The Ghana Association of Banks (GAB) has urged the Bank of Ghana (BoG), to review and increase the amount of money they are required to keep with a foreign bank for international transactions referred to a Nostro account, as well as its affiliate exposure limits to ease constraints on international transactions. The appeal was made during a high-level meeting between GAB and the central bank, where key industry challenges were discussed.
Ghanaian banks are finding it increasingly difficult to facilitate smooth cross-border transactions due to restrictions on Nostro and affiliate exposures. This bottleneck is making trade and investment more challenging, frustrating businesses and individuals who rely on international banking services. GAB argues that lifting these limits would provide banks with greater liquidity and enhance their ability to operate efficiently in the global financial system.

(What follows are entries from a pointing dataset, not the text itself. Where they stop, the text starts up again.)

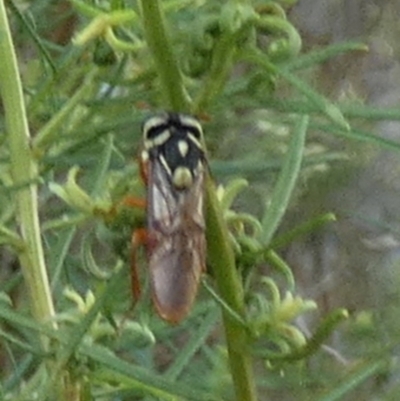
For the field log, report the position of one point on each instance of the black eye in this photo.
(194, 131)
(154, 126)
(155, 131)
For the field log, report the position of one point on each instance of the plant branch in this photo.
(24, 173)
(165, 62)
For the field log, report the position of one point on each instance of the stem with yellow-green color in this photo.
(24, 173)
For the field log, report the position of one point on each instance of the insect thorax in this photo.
(175, 142)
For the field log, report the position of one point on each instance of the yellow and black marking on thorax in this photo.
(175, 141)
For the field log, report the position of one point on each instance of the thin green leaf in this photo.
(284, 187)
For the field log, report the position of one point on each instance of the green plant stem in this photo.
(222, 262)
(220, 253)
(24, 173)
(165, 62)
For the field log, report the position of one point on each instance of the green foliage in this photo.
(72, 335)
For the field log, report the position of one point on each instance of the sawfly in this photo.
(173, 166)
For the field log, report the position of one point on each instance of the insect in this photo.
(173, 166)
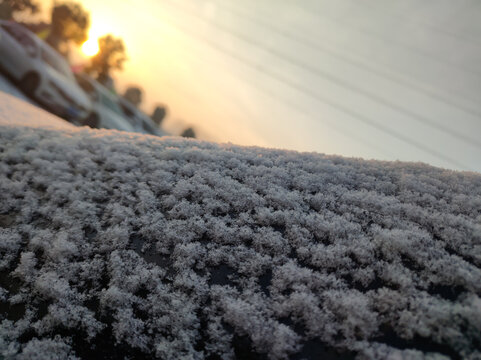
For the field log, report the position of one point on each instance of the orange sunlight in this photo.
(90, 47)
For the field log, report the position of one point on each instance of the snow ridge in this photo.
(115, 245)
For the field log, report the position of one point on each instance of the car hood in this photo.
(113, 121)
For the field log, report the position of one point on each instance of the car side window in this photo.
(55, 61)
(22, 37)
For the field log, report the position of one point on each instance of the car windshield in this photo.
(55, 61)
(85, 85)
(110, 104)
(22, 36)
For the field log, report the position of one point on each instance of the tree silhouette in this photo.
(9, 7)
(189, 133)
(159, 114)
(70, 22)
(133, 94)
(111, 56)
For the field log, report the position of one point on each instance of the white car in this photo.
(106, 113)
(141, 122)
(41, 72)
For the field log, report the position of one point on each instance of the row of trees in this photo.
(70, 24)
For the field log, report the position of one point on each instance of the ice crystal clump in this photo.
(125, 246)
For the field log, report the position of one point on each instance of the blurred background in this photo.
(388, 80)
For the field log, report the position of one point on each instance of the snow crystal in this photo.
(129, 246)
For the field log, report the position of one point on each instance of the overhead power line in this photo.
(364, 119)
(411, 85)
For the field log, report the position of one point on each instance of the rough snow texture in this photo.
(115, 245)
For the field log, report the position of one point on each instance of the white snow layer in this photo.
(116, 245)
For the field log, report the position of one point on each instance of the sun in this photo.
(90, 47)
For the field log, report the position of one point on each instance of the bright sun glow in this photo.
(90, 47)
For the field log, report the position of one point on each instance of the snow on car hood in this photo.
(121, 245)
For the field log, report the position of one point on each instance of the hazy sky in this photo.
(374, 79)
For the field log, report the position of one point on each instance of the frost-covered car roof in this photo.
(117, 245)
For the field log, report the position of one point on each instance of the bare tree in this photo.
(70, 22)
(159, 114)
(133, 94)
(189, 132)
(111, 56)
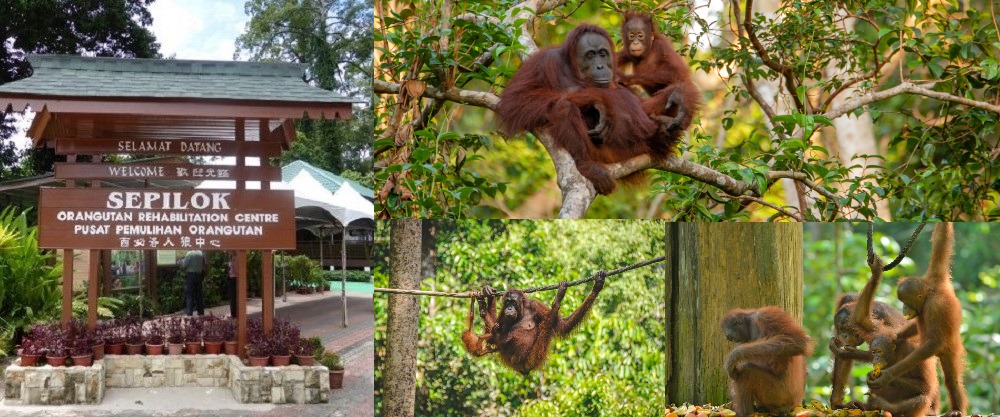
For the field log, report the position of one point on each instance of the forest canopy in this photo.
(812, 110)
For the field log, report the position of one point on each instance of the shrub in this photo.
(29, 279)
(155, 331)
(331, 360)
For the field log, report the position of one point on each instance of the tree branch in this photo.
(470, 97)
(904, 88)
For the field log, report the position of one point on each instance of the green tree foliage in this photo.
(29, 282)
(95, 28)
(334, 39)
(774, 83)
(612, 364)
(833, 268)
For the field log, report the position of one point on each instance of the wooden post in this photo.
(267, 289)
(705, 279)
(67, 308)
(343, 272)
(402, 320)
(67, 313)
(241, 302)
(92, 286)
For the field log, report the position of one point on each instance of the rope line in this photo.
(476, 294)
(899, 258)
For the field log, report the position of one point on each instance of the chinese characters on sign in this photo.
(167, 172)
(154, 219)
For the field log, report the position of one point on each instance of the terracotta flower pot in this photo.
(135, 349)
(98, 350)
(29, 360)
(154, 349)
(213, 348)
(337, 379)
(56, 360)
(115, 348)
(83, 360)
(255, 361)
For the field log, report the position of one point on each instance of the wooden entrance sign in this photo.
(189, 172)
(147, 219)
(167, 147)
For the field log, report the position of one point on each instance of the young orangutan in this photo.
(767, 366)
(522, 334)
(938, 313)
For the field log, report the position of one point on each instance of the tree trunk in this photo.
(402, 319)
(712, 268)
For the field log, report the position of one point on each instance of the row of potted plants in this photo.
(178, 335)
(128, 335)
(283, 343)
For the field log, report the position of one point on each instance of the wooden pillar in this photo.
(702, 286)
(241, 255)
(343, 272)
(241, 302)
(267, 257)
(67, 310)
(67, 307)
(267, 289)
(92, 286)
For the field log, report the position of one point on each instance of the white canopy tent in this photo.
(317, 208)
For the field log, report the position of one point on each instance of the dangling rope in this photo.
(476, 294)
(899, 258)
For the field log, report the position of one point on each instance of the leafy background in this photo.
(976, 271)
(612, 365)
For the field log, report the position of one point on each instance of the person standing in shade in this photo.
(232, 283)
(194, 266)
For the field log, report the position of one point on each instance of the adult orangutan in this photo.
(571, 92)
(857, 320)
(914, 393)
(647, 61)
(767, 366)
(521, 335)
(932, 301)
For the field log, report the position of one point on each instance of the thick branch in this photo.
(904, 88)
(472, 98)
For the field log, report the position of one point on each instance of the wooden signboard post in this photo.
(146, 219)
(178, 147)
(190, 172)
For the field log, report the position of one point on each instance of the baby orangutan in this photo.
(521, 335)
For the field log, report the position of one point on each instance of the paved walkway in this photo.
(317, 314)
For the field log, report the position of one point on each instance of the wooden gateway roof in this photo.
(115, 98)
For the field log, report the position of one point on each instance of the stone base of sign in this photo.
(151, 371)
(278, 384)
(47, 385)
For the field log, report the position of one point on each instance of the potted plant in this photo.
(82, 353)
(96, 337)
(114, 337)
(192, 335)
(229, 335)
(175, 336)
(214, 336)
(332, 362)
(304, 353)
(257, 354)
(32, 347)
(55, 346)
(154, 331)
(133, 336)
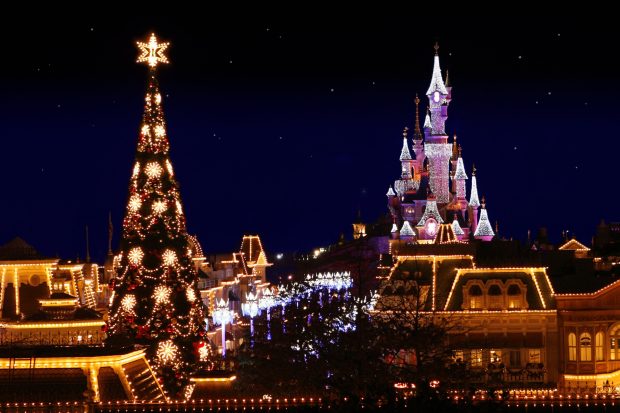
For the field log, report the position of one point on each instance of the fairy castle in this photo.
(432, 189)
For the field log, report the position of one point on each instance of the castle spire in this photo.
(427, 119)
(455, 148)
(405, 155)
(460, 167)
(437, 83)
(456, 227)
(430, 211)
(417, 132)
(484, 230)
(474, 202)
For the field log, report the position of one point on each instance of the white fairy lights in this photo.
(159, 207)
(135, 256)
(135, 203)
(161, 294)
(169, 257)
(153, 170)
(167, 351)
(190, 294)
(128, 303)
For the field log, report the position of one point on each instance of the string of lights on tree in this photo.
(155, 299)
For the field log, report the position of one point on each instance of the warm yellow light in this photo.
(153, 170)
(128, 302)
(169, 257)
(135, 203)
(152, 52)
(167, 351)
(161, 294)
(159, 207)
(135, 256)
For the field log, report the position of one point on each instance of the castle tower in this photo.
(406, 183)
(436, 146)
(406, 232)
(459, 178)
(484, 230)
(474, 203)
(453, 162)
(405, 158)
(428, 225)
(418, 140)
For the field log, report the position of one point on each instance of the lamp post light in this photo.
(265, 303)
(250, 309)
(223, 315)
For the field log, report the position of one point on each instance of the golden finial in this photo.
(417, 133)
(152, 52)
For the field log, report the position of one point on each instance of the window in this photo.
(599, 340)
(533, 355)
(514, 297)
(476, 357)
(475, 297)
(614, 342)
(496, 300)
(585, 347)
(572, 347)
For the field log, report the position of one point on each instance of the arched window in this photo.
(514, 290)
(514, 297)
(585, 347)
(572, 347)
(598, 341)
(614, 342)
(475, 297)
(496, 300)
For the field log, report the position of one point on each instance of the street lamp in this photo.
(223, 315)
(250, 309)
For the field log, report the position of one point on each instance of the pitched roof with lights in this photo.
(573, 245)
(539, 294)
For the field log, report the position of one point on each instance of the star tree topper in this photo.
(152, 52)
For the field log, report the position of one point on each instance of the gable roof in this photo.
(573, 245)
(18, 249)
(540, 294)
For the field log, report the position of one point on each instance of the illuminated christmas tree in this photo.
(155, 300)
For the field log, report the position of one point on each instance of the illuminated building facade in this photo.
(432, 186)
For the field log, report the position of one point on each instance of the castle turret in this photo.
(405, 158)
(430, 220)
(484, 230)
(406, 232)
(474, 203)
(418, 139)
(436, 146)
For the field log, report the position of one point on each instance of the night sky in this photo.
(286, 126)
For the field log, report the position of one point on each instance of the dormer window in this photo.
(475, 297)
(514, 297)
(496, 299)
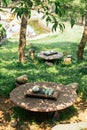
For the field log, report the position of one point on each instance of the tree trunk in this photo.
(22, 40)
(83, 41)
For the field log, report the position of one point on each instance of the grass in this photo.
(38, 71)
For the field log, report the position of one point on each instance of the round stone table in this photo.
(67, 96)
(49, 55)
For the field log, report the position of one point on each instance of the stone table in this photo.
(67, 96)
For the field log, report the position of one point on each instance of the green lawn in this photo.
(38, 71)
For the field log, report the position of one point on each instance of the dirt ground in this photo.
(6, 110)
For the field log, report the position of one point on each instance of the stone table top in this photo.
(67, 96)
(53, 56)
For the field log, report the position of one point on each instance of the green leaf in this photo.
(72, 22)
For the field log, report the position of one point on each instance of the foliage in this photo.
(37, 70)
(2, 32)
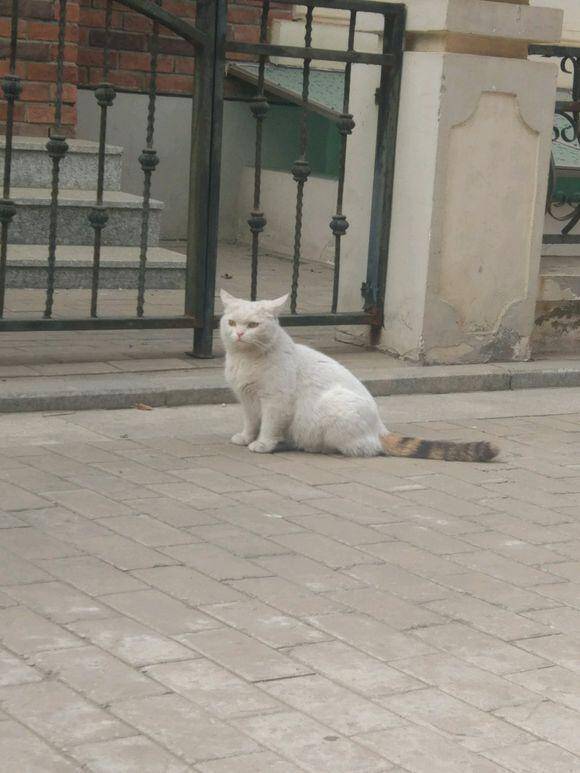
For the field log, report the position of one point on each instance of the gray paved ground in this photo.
(169, 602)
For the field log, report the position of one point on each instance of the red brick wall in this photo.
(129, 53)
(129, 44)
(37, 47)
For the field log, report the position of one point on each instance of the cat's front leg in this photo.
(273, 428)
(251, 428)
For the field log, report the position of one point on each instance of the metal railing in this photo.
(561, 207)
(211, 47)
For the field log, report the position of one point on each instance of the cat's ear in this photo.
(227, 299)
(275, 306)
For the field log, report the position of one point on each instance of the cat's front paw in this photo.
(260, 447)
(241, 439)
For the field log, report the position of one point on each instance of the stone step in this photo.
(32, 166)
(559, 278)
(119, 267)
(31, 222)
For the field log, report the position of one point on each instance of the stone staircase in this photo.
(28, 235)
(558, 305)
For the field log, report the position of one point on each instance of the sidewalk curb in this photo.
(158, 389)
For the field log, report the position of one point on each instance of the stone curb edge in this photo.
(106, 391)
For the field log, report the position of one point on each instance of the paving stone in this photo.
(354, 669)
(265, 623)
(59, 715)
(312, 746)
(161, 612)
(187, 585)
(500, 623)
(130, 641)
(464, 681)
(25, 632)
(339, 529)
(287, 597)
(214, 561)
(92, 575)
(236, 540)
(23, 751)
(422, 750)
(96, 674)
(131, 755)
(551, 722)
(14, 498)
(563, 649)
(304, 571)
(479, 648)
(15, 671)
(171, 512)
(147, 530)
(371, 636)
(89, 503)
(503, 568)
(465, 725)
(558, 684)
(535, 757)
(498, 592)
(212, 687)
(331, 704)
(261, 762)
(16, 570)
(187, 730)
(326, 550)
(387, 608)
(243, 654)
(400, 582)
(58, 601)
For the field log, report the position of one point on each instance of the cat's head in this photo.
(246, 324)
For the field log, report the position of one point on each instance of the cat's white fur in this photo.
(291, 394)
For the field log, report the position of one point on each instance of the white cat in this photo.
(295, 397)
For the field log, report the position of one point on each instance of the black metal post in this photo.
(380, 225)
(11, 90)
(259, 108)
(148, 160)
(202, 237)
(98, 216)
(301, 168)
(57, 149)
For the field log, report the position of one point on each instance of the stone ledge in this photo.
(190, 387)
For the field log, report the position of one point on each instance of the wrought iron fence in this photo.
(563, 201)
(211, 46)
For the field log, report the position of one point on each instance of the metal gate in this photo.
(212, 47)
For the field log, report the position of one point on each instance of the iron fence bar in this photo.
(382, 197)
(99, 216)
(11, 90)
(259, 108)
(205, 174)
(57, 148)
(301, 169)
(148, 160)
(339, 224)
(295, 52)
(181, 322)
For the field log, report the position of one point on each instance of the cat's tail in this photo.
(443, 450)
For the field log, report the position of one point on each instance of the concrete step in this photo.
(119, 267)
(560, 278)
(32, 166)
(31, 222)
(557, 326)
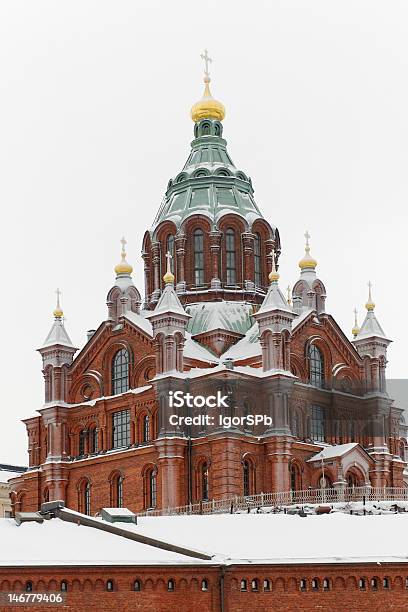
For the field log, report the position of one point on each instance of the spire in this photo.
(307, 262)
(370, 304)
(274, 299)
(370, 327)
(123, 267)
(355, 331)
(207, 107)
(58, 313)
(58, 334)
(169, 276)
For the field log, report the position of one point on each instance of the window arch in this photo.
(146, 428)
(117, 490)
(151, 488)
(257, 260)
(120, 372)
(84, 497)
(316, 367)
(198, 243)
(170, 249)
(230, 252)
(204, 482)
(248, 477)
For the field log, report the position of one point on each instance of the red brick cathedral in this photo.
(213, 319)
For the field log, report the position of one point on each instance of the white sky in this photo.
(94, 120)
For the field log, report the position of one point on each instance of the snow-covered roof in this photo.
(265, 537)
(371, 327)
(6, 475)
(35, 544)
(334, 451)
(58, 335)
(274, 300)
(232, 316)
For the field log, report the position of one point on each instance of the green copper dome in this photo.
(209, 183)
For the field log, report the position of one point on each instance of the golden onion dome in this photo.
(58, 312)
(356, 329)
(207, 107)
(169, 276)
(307, 260)
(273, 274)
(123, 267)
(370, 305)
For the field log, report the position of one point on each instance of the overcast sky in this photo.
(94, 120)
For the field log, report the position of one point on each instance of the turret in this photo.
(169, 322)
(309, 292)
(57, 354)
(275, 324)
(123, 297)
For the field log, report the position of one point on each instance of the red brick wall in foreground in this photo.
(87, 588)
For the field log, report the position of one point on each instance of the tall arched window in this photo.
(204, 482)
(120, 372)
(146, 428)
(198, 239)
(231, 273)
(170, 249)
(152, 492)
(316, 367)
(257, 260)
(246, 477)
(84, 497)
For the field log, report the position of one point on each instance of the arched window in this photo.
(231, 277)
(198, 239)
(120, 372)
(93, 440)
(170, 249)
(146, 428)
(82, 442)
(204, 482)
(257, 260)
(152, 492)
(246, 477)
(84, 497)
(316, 367)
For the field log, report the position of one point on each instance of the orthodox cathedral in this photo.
(213, 318)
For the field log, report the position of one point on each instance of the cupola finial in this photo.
(307, 261)
(169, 276)
(356, 329)
(58, 312)
(207, 107)
(273, 274)
(370, 304)
(123, 267)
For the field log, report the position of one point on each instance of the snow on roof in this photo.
(280, 538)
(58, 542)
(334, 451)
(6, 475)
(194, 350)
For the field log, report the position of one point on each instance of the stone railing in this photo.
(286, 498)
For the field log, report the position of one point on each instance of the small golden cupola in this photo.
(307, 262)
(123, 266)
(207, 107)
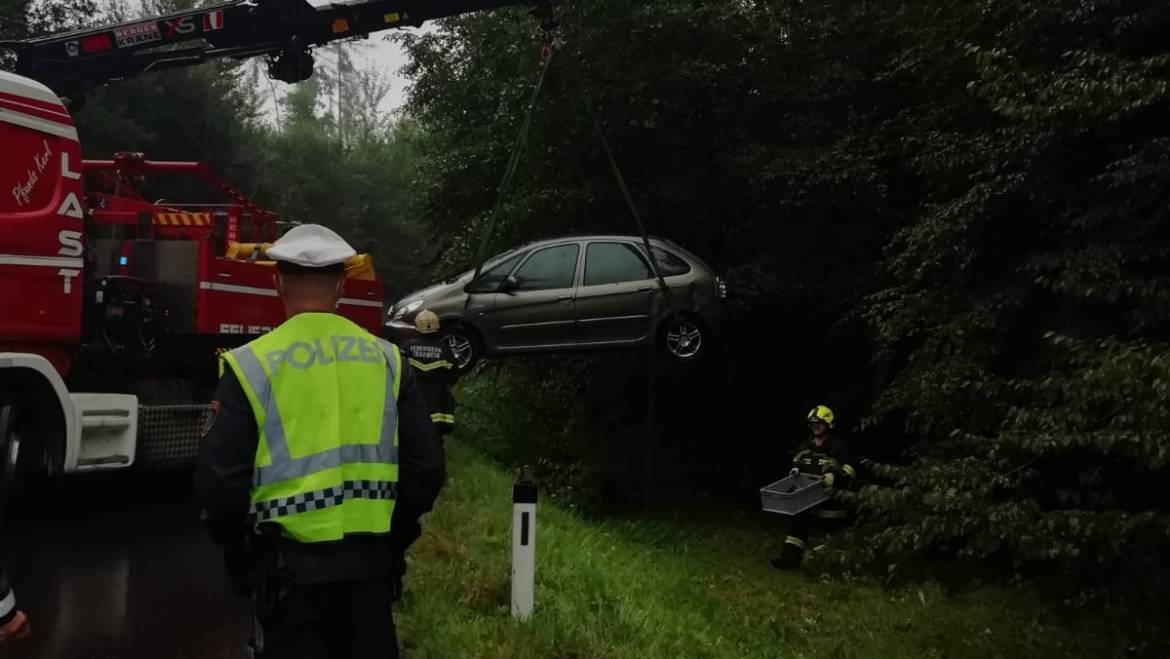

The Governor of the Bank of Ghana Dr. Johnson Asiama acknowledged the concerns raised by the banking sector and assured GAB members that the central bank is committed to assessing the situation. He emphasized that while financial stability remains a priority, a balanced approach is necessary to ensure that banks can support international trade and investment without unnecessary barriers.

For years, Ghanaian banks have struggled with these restrictions, especially as the country’s credit rating challenges have made it difficult to establish and maintain correspondent banking relationships. With businesses increasingly operating on a global scale, GAB believes that an upward revision of Nostro limits would strengthen Ghana’s position in the international financial market and improve trade facilitation.
Beyond the Nostro and affiliate exposure limits, discussions at the meeting also covered the Cash Reserve Ratio (CRR), foreign exchange policies, and the regulation of Money Transfer Operators (MTOs). The central bank reiterated its commitment to reviewing policies in a manner that fosters economic growth while maintaining financial sector stability.
Industry experts argue that a more flexible regulatory framework will allow Ghanaian banks to compete better globally, attract foreign investment, and ultimately contribute to the country’s economic development.